International Standard Bible Encyclopedia [9]

zin ( צן , cin  ; Σίν , Sı́n ):

(1) A town in the extreme South of Judah, on the line separating that province from Edom, named between the ascent of Akrabbim and Kadesh-barnea ( Numbers 34:4;  Joshua 15:3 ). It must have lain somewhere between Wâdy el - Fiḳra (the ascent of Akrabbim?) and ‛Ain Ḳadı̄s (Kadesh-barnea); but the site has not been recovered.

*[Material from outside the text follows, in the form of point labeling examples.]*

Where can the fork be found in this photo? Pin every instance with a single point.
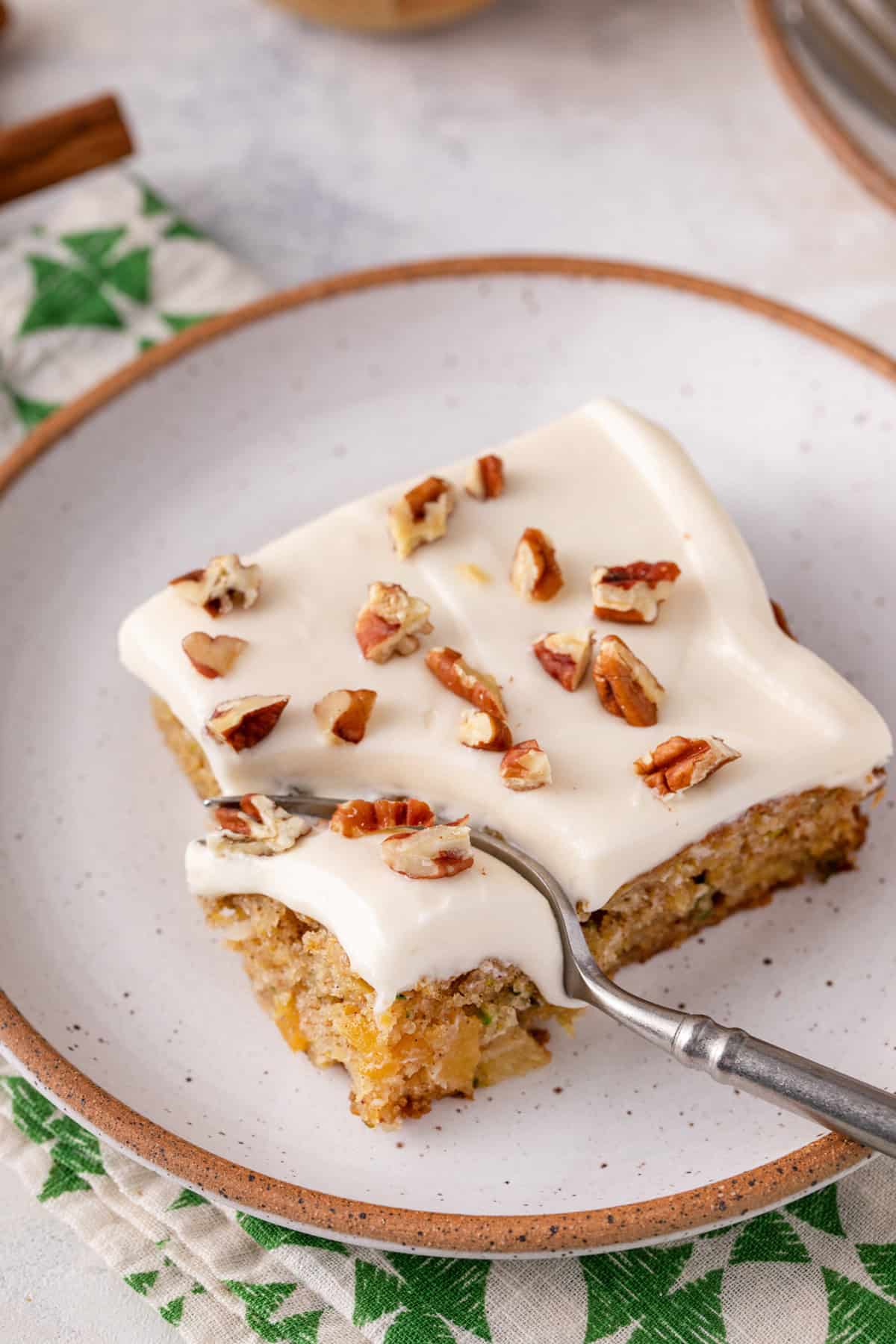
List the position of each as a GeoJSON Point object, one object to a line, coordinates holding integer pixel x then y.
{"type": "Point", "coordinates": [855, 43]}
{"type": "Point", "coordinates": [727, 1054]}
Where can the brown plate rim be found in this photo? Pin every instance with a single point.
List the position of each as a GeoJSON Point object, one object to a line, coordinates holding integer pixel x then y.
{"type": "Point", "coordinates": [845, 147]}
{"type": "Point", "coordinates": [685, 1211]}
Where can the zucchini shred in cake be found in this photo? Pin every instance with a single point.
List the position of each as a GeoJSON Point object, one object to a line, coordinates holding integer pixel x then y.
{"type": "Point", "coordinates": [644, 727]}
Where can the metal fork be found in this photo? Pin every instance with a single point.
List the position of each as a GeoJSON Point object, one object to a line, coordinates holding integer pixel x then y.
{"type": "Point", "coordinates": [855, 43]}
{"type": "Point", "coordinates": [727, 1054]}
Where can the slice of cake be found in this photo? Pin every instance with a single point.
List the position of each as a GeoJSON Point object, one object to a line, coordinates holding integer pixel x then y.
{"type": "Point", "coordinates": [567, 641]}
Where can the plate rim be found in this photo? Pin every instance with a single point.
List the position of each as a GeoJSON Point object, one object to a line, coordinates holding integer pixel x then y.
{"type": "Point", "coordinates": [485, 1234]}
{"type": "Point", "coordinates": [815, 109]}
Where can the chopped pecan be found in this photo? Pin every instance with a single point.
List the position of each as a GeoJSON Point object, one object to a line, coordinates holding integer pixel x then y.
{"type": "Point", "coordinates": [526, 766]}
{"type": "Point", "coordinates": [625, 685]}
{"type": "Point", "coordinates": [781, 617]}
{"type": "Point", "coordinates": [225, 584]}
{"type": "Point", "coordinates": [341, 715]}
{"type": "Point", "coordinates": [243, 724]}
{"type": "Point", "coordinates": [421, 515]}
{"type": "Point", "coordinates": [564, 655]}
{"type": "Point", "coordinates": [535, 571]}
{"type": "Point", "coordinates": [484, 732]}
{"type": "Point", "coordinates": [390, 623]}
{"type": "Point", "coordinates": [485, 479]}
{"type": "Point", "coordinates": [213, 655]}
{"type": "Point", "coordinates": [632, 593]}
{"type": "Point", "coordinates": [435, 853]}
{"type": "Point", "coordinates": [258, 826]}
{"type": "Point", "coordinates": [361, 818]}
{"type": "Point", "coordinates": [479, 688]}
{"type": "Point", "coordinates": [677, 764]}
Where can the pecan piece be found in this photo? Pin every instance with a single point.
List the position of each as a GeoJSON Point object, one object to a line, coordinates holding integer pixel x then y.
{"type": "Point", "coordinates": [526, 766]}
{"type": "Point", "coordinates": [361, 818]}
{"type": "Point", "coordinates": [781, 618]}
{"type": "Point", "coordinates": [458, 676]}
{"type": "Point", "coordinates": [625, 685]}
{"type": "Point", "coordinates": [246, 722]}
{"type": "Point", "coordinates": [390, 623]}
{"type": "Point", "coordinates": [484, 732]}
{"type": "Point", "coordinates": [341, 715]}
{"type": "Point", "coordinates": [564, 655]}
{"type": "Point", "coordinates": [485, 479]}
{"type": "Point", "coordinates": [632, 593]}
{"type": "Point", "coordinates": [213, 655]}
{"type": "Point", "coordinates": [535, 571]}
{"type": "Point", "coordinates": [258, 826]}
{"type": "Point", "coordinates": [435, 853]}
{"type": "Point", "coordinates": [421, 515]}
{"type": "Point", "coordinates": [677, 764]}
{"type": "Point", "coordinates": [225, 584]}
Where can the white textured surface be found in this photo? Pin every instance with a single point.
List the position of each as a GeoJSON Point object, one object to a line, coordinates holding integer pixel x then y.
{"type": "Point", "coordinates": [649, 129]}
{"type": "Point", "coordinates": [54, 1289]}
{"type": "Point", "coordinates": [635, 128]}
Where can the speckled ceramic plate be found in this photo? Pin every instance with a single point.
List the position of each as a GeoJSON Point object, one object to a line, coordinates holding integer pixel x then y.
{"type": "Point", "coordinates": [127, 1009]}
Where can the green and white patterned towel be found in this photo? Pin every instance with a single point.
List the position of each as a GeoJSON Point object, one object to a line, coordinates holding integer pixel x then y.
{"type": "Point", "coordinates": [114, 270]}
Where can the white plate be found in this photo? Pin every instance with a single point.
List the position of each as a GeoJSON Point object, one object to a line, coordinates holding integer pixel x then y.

(2) The Wilderness of Zin is the tract deriving its name from the town (  Numbers 34:3 ). It is identified with the wilderness of Kadesh in  Numbers 33:36; while in other places Kadesh is said to be in the wilderness of Zin ( Numbers 20:1;  Numbers 27:14;  Deuteronomy 32:51 ). We may take it that the two names refer to the same region. The spies, who set out from Kadesh-barnea, explored the land from the wilderness of Zin northward ( Numbers 13:21; compare  Numbers 32:8 ). It bordered with Judah "at the uttermost part of the south" ( Joshua 15:1 ). In this wilderness Moses committed the offense which cost him his hope of entering the promised land ( Numbers 27:14;  Deuteronomy 32:51 ). It is identical with the uplands lying to the North and Northwest of the wilderness of Paran, now occupied by the ‛A zazimeh Arabs.

Kitto's Popular Cyclopedia of Biblial Literature [10]

Zin, a desert on the south of Palestine, and westward from Idumea, in which was situated the city of Kadesh-barnea (; ; ). Its locality is therefore fixed by the considerations which determine the site of Kadesh to the western part of the Arabah south of the Dead Sea.